Now I knew from previous experience that a large root ball sat waiting in these depths - one you can’t see, but just know that it has gripped and stolen numerous flies (most of which are probably my own). I waded closer to where I knew the roots were and in my optimism decided I would give that stump another chance. Perhaps, this would be the cast.
Into the depths my bead-headed olive fly went with 4 medium sized split shot. Nymphing the way I was, you see all sorts of line twitches and after I knew my rig was down to the depth I wanted I slowly led the single nymph. I didn’t see the line twitch, but some sixth sense told me to set the hook. I did. Tension..
That stupid stump snagged my stupid fly. I held the tension on the line pretending that the stump was a fish, and tried to remember what it felt like to catch a fish.
Just then my stump moved. I felt a distinct tug then my stump bolted down the pool with reckless abandon. The stump took all my loose fly line and was quickly digging into my reel. Once the shockwave of my moving stump left my hands I quickly entered into the fight. I put a fair amount of tension on the stump and tried to move him into the softer water. He unwillingly accepted for a moment and I caught sight of my massive pink, green, and silver stump. I hadn’t hooked a stump, I had hooked a walrus! At least that’s what my uninitiated mind thought.
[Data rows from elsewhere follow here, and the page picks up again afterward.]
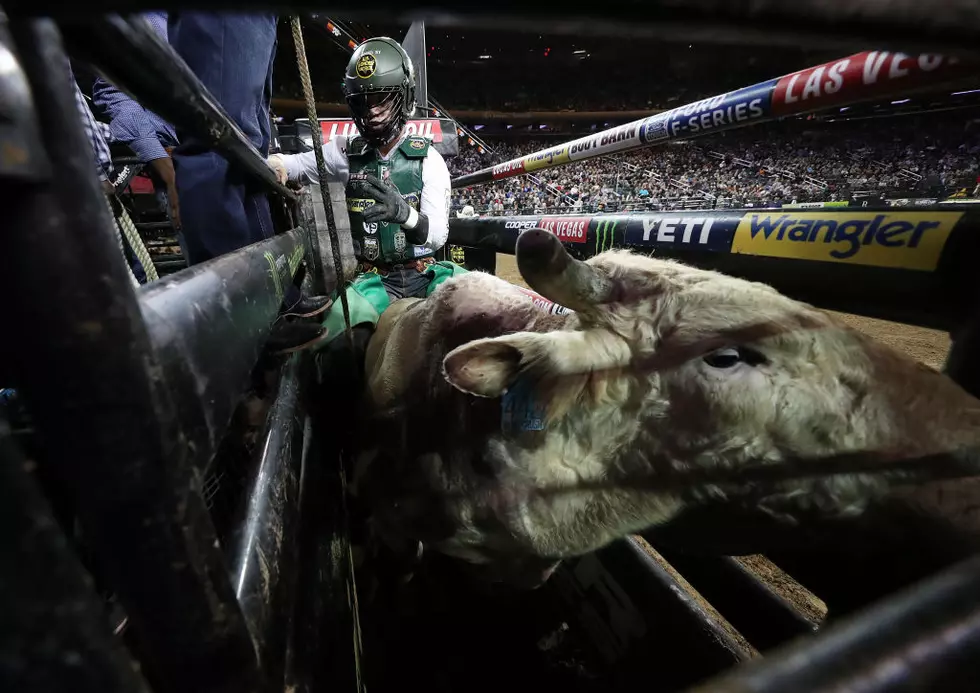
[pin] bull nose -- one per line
(538, 250)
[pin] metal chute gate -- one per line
(131, 395)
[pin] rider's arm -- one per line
(301, 168)
(435, 199)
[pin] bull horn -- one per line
(548, 269)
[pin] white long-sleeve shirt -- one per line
(436, 186)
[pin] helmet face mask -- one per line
(379, 86)
(378, 115)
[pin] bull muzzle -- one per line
(548, 269)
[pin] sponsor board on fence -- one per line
(858, 75)
(543, 159)
(568, 229)
(521, 224)
(682, 231)
(430, 128)
(508, 168)
(720, 112)
(614, 140)
(814, 205)
(901, 239)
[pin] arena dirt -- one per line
(928, 346)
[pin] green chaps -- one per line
(367, 298)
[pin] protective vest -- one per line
(382, 241)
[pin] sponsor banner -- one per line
(552, 156)
(430, 128)
(618, 138)
(608, 230)
(681, 231)
(862, 75)
(521, 224)
(508, 168)
(568, 229)
(814, 205)
(901, 239)
(720, 112)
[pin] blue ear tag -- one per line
(519, 410)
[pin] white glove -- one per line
(278, 164)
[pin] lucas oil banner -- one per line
(441, 132)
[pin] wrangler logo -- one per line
(356, 204)
(906, 240)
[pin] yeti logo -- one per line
(399, 242)
(366, 65)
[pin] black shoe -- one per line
(308, 307)
(288, 336)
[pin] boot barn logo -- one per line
(429, 128)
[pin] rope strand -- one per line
(321, 166)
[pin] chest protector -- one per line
(383, 242)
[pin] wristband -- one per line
(413, 219)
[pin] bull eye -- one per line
(732, 356)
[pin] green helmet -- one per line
(380, 88)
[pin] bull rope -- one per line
(136, 243)
(321, 167)
(119, 243)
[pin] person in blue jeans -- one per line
(148, 135)
(222, 208)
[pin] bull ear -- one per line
(487, 367)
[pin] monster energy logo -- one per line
(605, 234)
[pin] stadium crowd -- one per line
(793, 161)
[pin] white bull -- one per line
(511, 437)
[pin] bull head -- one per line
(667, 370)
(487, 367)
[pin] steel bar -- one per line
(133, 57)
(208, 323)
(265, 546)
(763, 617)
(88, 374)
(836, 24)
(54, 634)
(925, 639)
(647, 621)
(852, 79)
(23, 157)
After he let me bask in his glow for a split second, he fought back into the depths and swift water.
Not for a moment did I think I would land this fellow. I put tension on the fish and tried to drag him off to the shallow soft water again. How could I wrangle with a trout this big and actually expect to win? After all, this would be the biggest fish I had ever caught if I actually landed him. Then downstream of me, he went barreling.
However, this time with my pressure he came straight toward me. In disbelief I grabbed my net and when he tried to pass me I scooped him into my net. I am convinced that this rainbow stump only obliged to my tugging so I could admire him. What a proud fellow. Or perhaps he wanted me to have one more glance before he decided to break my line, and just forgot us humans carry nets. Either way, there he was.
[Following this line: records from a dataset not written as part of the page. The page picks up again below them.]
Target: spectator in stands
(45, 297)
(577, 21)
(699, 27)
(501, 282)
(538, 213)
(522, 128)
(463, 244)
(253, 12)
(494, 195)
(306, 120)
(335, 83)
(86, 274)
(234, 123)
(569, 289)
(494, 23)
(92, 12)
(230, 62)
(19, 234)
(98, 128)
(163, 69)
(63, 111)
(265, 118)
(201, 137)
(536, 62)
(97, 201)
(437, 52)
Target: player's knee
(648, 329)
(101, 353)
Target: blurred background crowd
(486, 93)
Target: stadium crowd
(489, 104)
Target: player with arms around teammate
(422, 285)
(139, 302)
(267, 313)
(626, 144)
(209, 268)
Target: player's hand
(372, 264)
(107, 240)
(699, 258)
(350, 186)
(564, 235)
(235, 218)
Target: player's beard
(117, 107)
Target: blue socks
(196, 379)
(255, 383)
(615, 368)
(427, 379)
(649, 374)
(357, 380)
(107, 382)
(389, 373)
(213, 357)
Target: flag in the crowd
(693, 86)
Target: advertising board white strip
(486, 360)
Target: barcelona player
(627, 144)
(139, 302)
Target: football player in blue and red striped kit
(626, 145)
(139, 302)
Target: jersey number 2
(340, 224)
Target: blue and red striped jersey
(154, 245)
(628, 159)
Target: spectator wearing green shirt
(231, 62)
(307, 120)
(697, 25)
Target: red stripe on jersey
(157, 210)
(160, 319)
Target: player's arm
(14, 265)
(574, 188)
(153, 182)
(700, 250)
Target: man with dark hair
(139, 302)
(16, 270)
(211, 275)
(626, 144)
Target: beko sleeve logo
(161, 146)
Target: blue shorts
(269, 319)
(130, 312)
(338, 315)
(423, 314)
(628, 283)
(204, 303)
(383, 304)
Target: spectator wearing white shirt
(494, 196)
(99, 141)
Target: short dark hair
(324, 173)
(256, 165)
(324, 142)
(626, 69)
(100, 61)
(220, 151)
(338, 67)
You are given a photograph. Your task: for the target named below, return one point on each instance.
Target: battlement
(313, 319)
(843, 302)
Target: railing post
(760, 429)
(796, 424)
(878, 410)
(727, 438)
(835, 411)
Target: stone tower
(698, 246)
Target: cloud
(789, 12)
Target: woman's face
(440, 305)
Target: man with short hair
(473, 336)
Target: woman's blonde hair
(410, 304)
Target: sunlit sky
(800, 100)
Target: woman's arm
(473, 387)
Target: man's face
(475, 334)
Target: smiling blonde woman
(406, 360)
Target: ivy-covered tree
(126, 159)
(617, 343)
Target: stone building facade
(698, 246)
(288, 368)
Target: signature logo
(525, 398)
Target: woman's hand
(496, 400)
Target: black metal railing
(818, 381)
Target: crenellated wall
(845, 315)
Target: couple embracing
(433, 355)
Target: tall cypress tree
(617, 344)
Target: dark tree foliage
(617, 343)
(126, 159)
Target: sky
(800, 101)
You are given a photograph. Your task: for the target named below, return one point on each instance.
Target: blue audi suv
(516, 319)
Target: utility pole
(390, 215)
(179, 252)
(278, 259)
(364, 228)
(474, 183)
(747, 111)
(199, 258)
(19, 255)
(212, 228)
In the top of his jaw was my little olive fly. In the left corner of his lip lay a bare bait hook with no mono attached to it. On the right corner was a small Hare’s Ear nymph. This bruiser must have pitied me. He could clearly destroy my tippet if he had tried, and his collected “trophies” still attached in his jaw proved that.
I removed his trophies and my own. Then, because of his behemoth size I wanted to get a proper measurement. He was bigger than any trout I had ever seen in person, and I never have liked making up some random number. I kept the net in the water with him in my sanctuary. Out came my little measuring tape. I placed it down over his side, and the marker numbers kept getting bigger and bigger 15 passed 14, and then out came 19 with more fish to go. I finished at a little over 22, and laughed. Surely, I had this tape on the wrong side and was reading centimeters not inches. I flipped it over and looked - no centimeters on this one, only inches.
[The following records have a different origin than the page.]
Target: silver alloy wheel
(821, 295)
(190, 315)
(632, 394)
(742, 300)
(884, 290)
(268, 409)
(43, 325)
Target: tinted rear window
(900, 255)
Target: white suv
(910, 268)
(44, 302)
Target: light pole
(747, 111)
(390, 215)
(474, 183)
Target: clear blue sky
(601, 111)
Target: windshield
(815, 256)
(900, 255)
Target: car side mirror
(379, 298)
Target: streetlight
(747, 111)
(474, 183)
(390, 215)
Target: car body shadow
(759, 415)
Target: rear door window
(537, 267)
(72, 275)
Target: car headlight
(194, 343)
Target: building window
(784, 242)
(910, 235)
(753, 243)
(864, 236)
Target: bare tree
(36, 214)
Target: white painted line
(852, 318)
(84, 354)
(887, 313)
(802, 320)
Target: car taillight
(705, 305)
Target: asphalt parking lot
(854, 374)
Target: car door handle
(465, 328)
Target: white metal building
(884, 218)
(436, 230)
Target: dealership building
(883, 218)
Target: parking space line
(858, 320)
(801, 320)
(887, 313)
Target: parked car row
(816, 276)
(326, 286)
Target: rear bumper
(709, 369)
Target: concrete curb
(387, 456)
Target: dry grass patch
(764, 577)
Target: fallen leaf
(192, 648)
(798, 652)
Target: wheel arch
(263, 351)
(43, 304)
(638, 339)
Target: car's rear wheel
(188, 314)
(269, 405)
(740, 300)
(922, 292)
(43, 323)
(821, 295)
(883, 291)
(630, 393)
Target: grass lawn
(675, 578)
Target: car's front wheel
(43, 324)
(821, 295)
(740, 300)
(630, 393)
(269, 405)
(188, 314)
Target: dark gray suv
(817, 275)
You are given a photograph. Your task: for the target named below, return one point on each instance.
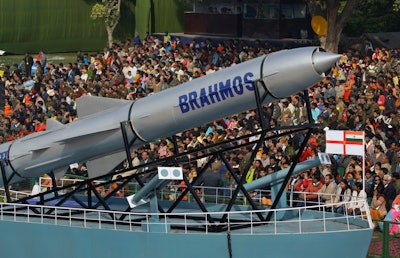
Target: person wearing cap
(333, 115)
(39, 125)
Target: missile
(97, 139)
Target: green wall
(65, 25)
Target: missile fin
(53, 124)
(59, 172)
(88, 105)
(105, 164)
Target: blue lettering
(203, 97)
(237, 85)
(225, 89)
(248, 81)
(213, 93)
(216, 92)
(193, 100)
(183, 103)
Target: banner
(345, 142)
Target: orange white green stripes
(345, 142)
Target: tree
(336, 13)
(109, 10)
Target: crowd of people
(361, 93)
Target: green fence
(65, 25)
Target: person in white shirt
(358, 200)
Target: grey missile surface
(96, 137)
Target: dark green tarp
(65, 25)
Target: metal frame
(94, 199)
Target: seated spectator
(394, 216)
(358, 200)
(379, 207)
(310, 194)
(343, 195)
(328, 190)
(389, 191)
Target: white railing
(302, 220)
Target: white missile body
(96, 137)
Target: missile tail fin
(105, 164)
(90, 105)
(59, 172)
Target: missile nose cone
(323, 61)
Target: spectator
(358, 200)
(343, 195)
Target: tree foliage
(336, 13)
(110, 12)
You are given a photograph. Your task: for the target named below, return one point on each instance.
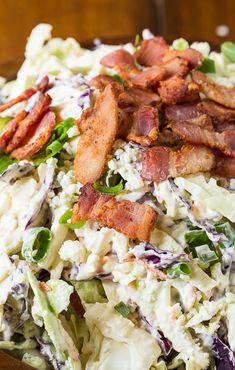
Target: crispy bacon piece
(166, 137)
(101, 81)
(147, 78)
(130, 218)
(156, 50)
(182, 112)
(202, 120)
(22, 97)
(225, 166)
(144, 130)
(176, 67)
(11, 128)
(195, 134)
(117, 57)
(218, 112)
(125, 120)
(138, 97)
(29, 121)
(177, 90)
(37, 138)
(221, 94)
(151, 51)
(160, 163)
(99, 129)
(224, 126)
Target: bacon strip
(145, 126)
(134, 97)
(117, 57)
(11, 128)
(30, 120)
(130, 218)
(182, 112)
(147, 78)
(151, 51)
(37, 138)
(221, 94)
(101, 81)
(195, 134)
(22, 97)
(218, 112)
(177, 90)
(99, 129)
(176, 67)
(161, 163)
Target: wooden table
(10, 363)
(110, 20)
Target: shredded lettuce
(209, 194)
(59, 337)
(36, 243)
(90, 291)
(59, 294)
(122, 308)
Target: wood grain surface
(8, 362)
(110, 20)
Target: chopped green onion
(67, 216)
(179, 269)
(228, 50)
(137, 40)
(205, 254)
(62, 128)
(229, 233)
(195, 238)
(117, 78)
(5, 162)
(3, 122)
(122, 308)
(90, 291)
(180, 44)
(208, 66)
(109, 190)
(36, 243)
(53, 148)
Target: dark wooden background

I measured again, and he somehow didn’t shrink in that second measuring. Over 22 inches of trout lay in front of me in my net. How could this be? I’m a mediocre fly fisherman! What brought this unbelievable event upon me? The only conclusion that I could come to was that this fish wanted to show off his beautiful pink flanks and bright silvery underbelly. He was picture perfect.
I released the rainbow back into his home, and he quickly departed back to his stump kingdom to munch on more caddis and break more tippet.
I left the river after that moment, hands trembling and mind disbelieving, as no other fish could have compared to that one I caught. Tainting the day by casting more seemed preposterous. I left that day with my first trout over 22 inches, and have never seen him since.
He still lives within the pages of my fishing journal and memories, and that is all I need.